Si vous souhaitez découvrir des anecdotes amusantes sur le cinéma d'animation,
passez votre chemin... à l'inverse, pour posséder quelques références
psychanalytiques bienvenues sur notre domaine de prédilection (qui a
dit "les cosaques irlandais" ?), cet ouvrage vous est tout destiné.

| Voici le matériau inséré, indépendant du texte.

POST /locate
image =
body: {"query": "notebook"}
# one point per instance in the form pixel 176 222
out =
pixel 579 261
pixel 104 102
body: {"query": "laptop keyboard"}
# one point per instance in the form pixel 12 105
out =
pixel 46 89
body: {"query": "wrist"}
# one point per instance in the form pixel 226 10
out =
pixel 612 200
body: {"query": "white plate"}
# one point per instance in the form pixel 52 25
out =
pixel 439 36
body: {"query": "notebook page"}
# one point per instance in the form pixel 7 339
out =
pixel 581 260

Il ne s'agit pas d'un outil de vulgarisation à proprement parler,
mais d'une mine d'informations qui saura vous donner d'habiles pistes
de réflexions...
Hautement instructif.
Au
fil de quelques 200 pages, Geneviève DJÉNATI (qui maîtrise
son sujet puisqu'elle est psychologue clinicienne et psychothérapeute)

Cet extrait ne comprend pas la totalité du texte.